Attacks happened at night
The elusive prowler relocated place to place, committing his crimes with renewed intensity. He started out burglarizing homes, then elevated to rape and eventually murder.
The perpetrator worked by night and would enter a home through an unlocked door or window. He wore a ski mask and would hold a gun to his victims as he tied them up and then rifle through their cabinets and personal belongings for trophies. He sometimes spent hours with his victims, terrorizing and assaulting them repeatedly. After the attacks he would simply disappear into the night.
He had a few close-calls when confronted by his victims but he always managed to escape the scene, and fired his gun twice to do so.
Others were lucky to survive the attacks only to be later stalked and threatened by messages the man left on their answering machines. The suspect was also known to have taunted authorities at least once in the same way.
Through the years, local news media dubbed the mystery suspect the Visalia Ransacker, the East Area Rapist, the original Night Stalker and the Diamond Knot Killer. But no one knew it was the same man.

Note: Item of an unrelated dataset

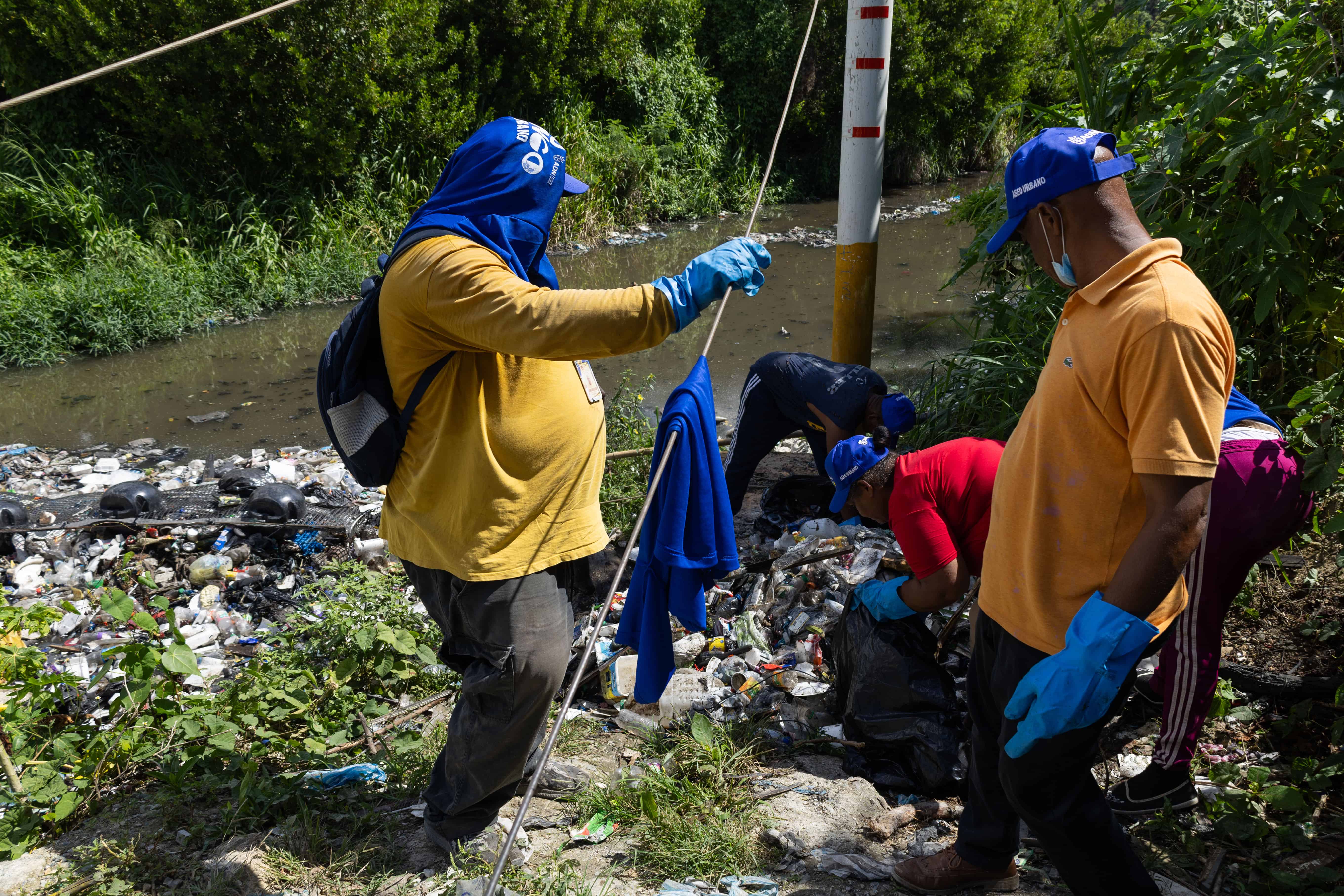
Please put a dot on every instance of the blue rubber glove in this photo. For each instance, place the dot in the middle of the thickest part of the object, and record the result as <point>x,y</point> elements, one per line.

Late in the crime spree, the killer went off the radar for five years before committing one final murder on May 4, 1986. Thirty-two years later, DeAngelo was arrested on April 24, 2018. He was living quietly in Sacramento, the very community of his most vicious attacks decades earlier.
The numerous rapes and murders around the state were linked to the same suspect in 2001 through DNA evidence, but DeAngelo had never been arrested for a felony, therefore his known genetic material was never collected to national law enforcement databases, and he remained unknown to investigators.
In early 2018, detectives came up with idea of uploading the killer’s DNA profile to the personal genomics website GEDmatch, which identified several distant relatives of the Golden State Killer. Investigators then worked with a genealogist to construct a family tree and narrow to one suspect.
Clarification: A previous version of this story incorrectly stated that DeAngelo may have worked at the police department in Citrus Heights for a short time during the 1970s. The Atlanta Journal-Constitution regrets the error.